2. PATHOGENESIS OF OSMF

2.1.  Areca nut consumpation induced inflammation and role of inflammatory cytokines and enzymes.

     Areca nut chewing initially causes an acute inflammatory reaction that can be aggravated by co-consumption of slaked lime. Interaction of areca nut contained components with the polymorphonuclear cells (PMCs) causes increased production of reactive oxygen species (ROS) (8).  ROS, then, increases the nuclear factor kappa B (NFkB) expression which, in turn, up-regulates pro-inflammatory cytokines such as interleukin 1 beta (IL-1β), tumor necrosis factor-alpha (TNF-α) and proinflammatory enzyme, cyclooxygenases leading to juxta-epithelial fibrosis (9, 10). The sustained inflammatory response and the alterred  collagen and collagenase production caused by  TNF-α play the significant roles in OSM pathogenesis (11). Genetic studies have demonstrated that individuals with  homozygous wild genotype TNF-α2 have the increased risk of OSMF and  the mutant allele TNF-α2 has 7 times greater intensity in enhancing  promoter function in comparison with wild allele. Hence, TNF-α could be considered to play a pivotal role in OSMF pathogenesis (11). The cyclooxygenase 2 (COX2) is  another important factor influenced by arecoline. An immunohistochemical study on OSMF tissue showed the upregulated expression of  COX2 compared to control, highlighting the relationship  between  cyclooxygenase and the pathogenesis of OSMF (12). This  has also been observed  in an in vitro study of  oral keratinocytes in which arecoline treatment  was found to upregulate COX2  expression and prostaglandin production (13).

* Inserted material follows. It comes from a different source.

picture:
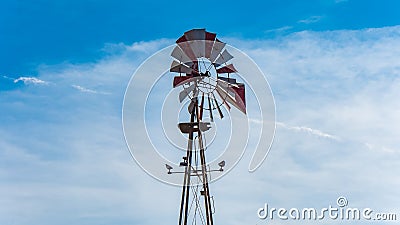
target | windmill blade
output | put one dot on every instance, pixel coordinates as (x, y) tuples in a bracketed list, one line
[(232, 100), (216, 49), (185, 46), (201, 107), (235, 90), (218, 108), (227, 69), (210, 109), (240, 95), (196, 39), (178, 54), (180, 68), (185, 92), (224, 57), (226, 87), (227, 79), (210, 38)]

2.2. Role of oxidative stress and cell cycle related proteins.

     Ample evidence  points out the role of oxidative stress in OSMF. An increased level of biomarkers related to oxidative stress and depleted antioxidant status are often  observed in OSMF(14, 15). Oxidative stress damages  macromolecules including  lipids, proteins and  DNA. For example, arecoline  induces  DNA damage. Human keratinocytes treated with areca nut extracts  significantly increases the  level of 8 hydroxydeoxy guanosine, thus, highlighting the arecoline induced oxidative DNA damage (16). With regard to the genotoxicity,  arecoline  also causes cell cycle disruption. In an in vitro  study,  arecoline administration  inhibits epithelial cell proliferation and survival by  inhibition of G1/S phase regulatory proteins cyclin D1, (appears in the G1 phase of the cell cycle) CDK4, CDK2 and E2F1 (expressed in the late G1 to S transition phase). The mentioned mechanisms above have a significant impact on epithelial atrophy observed in OSMF lesions (17).

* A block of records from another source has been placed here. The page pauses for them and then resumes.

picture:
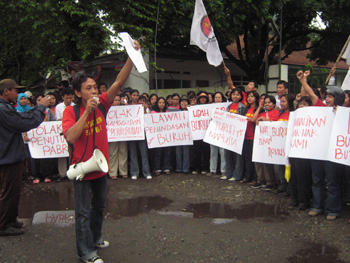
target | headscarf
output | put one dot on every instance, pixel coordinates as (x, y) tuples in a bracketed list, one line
[(19, 107)]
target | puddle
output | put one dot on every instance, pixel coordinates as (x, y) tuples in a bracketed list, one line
[(117, 208), (63, 200), (242, 213), (316, 253)]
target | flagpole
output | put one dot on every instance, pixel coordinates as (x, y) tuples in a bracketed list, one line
[(337, 61)]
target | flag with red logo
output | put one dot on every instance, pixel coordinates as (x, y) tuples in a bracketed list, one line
[(202, 35)]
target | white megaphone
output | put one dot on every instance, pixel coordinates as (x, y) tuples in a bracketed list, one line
[(97, 162)]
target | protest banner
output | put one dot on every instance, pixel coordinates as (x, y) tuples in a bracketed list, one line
[(339, 143), (226, 130), (46, 141), (312, 128), (269, 142), (125, 123), (200, 116), (168, 129)]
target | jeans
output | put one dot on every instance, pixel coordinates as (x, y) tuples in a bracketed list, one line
[(334, 173), (318, 185), (214, 154), (134, 166), (201, 155), (183, 158), (10, 192), (230, 159), (158, 153), (247, 153), (90, 202)]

2.3. Role of immune cells.

     The immune cells also involved in the  OSMF pathogenesis including mast cells and Langerhans cells (LCs). The LCs are dendritic, non-keratinocyte clear cells located in the supra-basal layer of the oral mucosal epithelium and are the well established antigen-presenting cells (APCs). An immunohistochemical study has demonstrated the increased numbers of LCs in oral tissue of patients with OSMF compared to healthy individuals (18). It suggests that LCs may recognize  areca nut constituents as foreign antigens through MHC class 2 and  present these antigens  to lymphocytes to trigger a specific immune response. Histopathological studies have also reported an increased density of mast cells in oral submucous fibrosis (19), suggesting their role in cytokine production, especially, the transforming growth factor-alpha (TNF-α) that may accentuate fibrosis.

2.4. Role of transcription factors and growth factors.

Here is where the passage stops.